Das funktioniert nicht immer reibungslos, weiß auch Christiane Gotte, Mutter von drei Kindern aus Mecklenburg-Vorpommern und Vorsitzende des Bundeselternrates: "Es war tatsächlich vor drei, vier Jahren so, dass die Quereinsteiger und Seiteneinsteiger gleich so unterrichtet haben. Da hat sich jetzt einiges an der Betreuung verbessert. Aber insgesamt ist das ein kontrovers und sehr emotional diskutiertes Thema. Dieser Beruf sollte auch Berufung sein, das wünschen sich Eltern."

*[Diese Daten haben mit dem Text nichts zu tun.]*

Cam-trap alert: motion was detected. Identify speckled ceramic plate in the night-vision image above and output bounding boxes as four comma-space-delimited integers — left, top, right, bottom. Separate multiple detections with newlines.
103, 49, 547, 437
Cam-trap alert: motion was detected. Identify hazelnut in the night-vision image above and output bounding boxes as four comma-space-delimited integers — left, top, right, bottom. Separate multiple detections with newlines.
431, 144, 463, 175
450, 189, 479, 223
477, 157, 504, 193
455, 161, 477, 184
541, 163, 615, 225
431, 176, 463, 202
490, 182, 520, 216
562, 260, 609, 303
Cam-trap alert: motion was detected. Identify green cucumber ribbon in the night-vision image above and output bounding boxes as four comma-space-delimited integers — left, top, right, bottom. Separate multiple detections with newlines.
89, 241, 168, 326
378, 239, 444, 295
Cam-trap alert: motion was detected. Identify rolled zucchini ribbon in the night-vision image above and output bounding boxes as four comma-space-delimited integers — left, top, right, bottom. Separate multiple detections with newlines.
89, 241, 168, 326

Quer- und Seiteneinsteigern brauchen Förderung
Dabei gibt es durchaus Talente unter den Quer- und Seiteneinsteigern. Diese Erfahrung hat Maren Schramm gemacht. Sie engagiert sich für die GEW in Schleswig-Holstein und leitet eine Gemeinschaftsschule im Kreis Pinneberg. Allerdings: Auch wer Talent hat, braucht Unterstützung und ist deshalb keine schnelle Entlastung: "Jede Lehrkraft, die kommt und ausgebildet werden muss: dafür muss Arbeitszeit von anderen vorhanden sein."
Besonders gilt das auch für Vertretungslehrkräfte. Anders als Quer- und Seiteneinsteiger haben sie oft keine Perspektive, dauerhaft im Lehrerberuf zu bleiben. Das sollte sich ändern, meint Maren Schramm: "Ich habe zum Beispiel einen Handwerksmeister, der bei mir Technik unterrichtet. Der macht das richtig gut. Aber der wird mit seiner Qualifikation überhaupt nicht als Quer- oder Seiteneinsteiger in den Schuldienst übernommen werden können."
Den Lehrernachwuchs fördern, aber auch die erfahrenen Lehrerinnen und Lehrer nicht überlasten, ihre Arbeitsbedingungen verbessern - nur so kann es gehen, meint die Schulleiterin.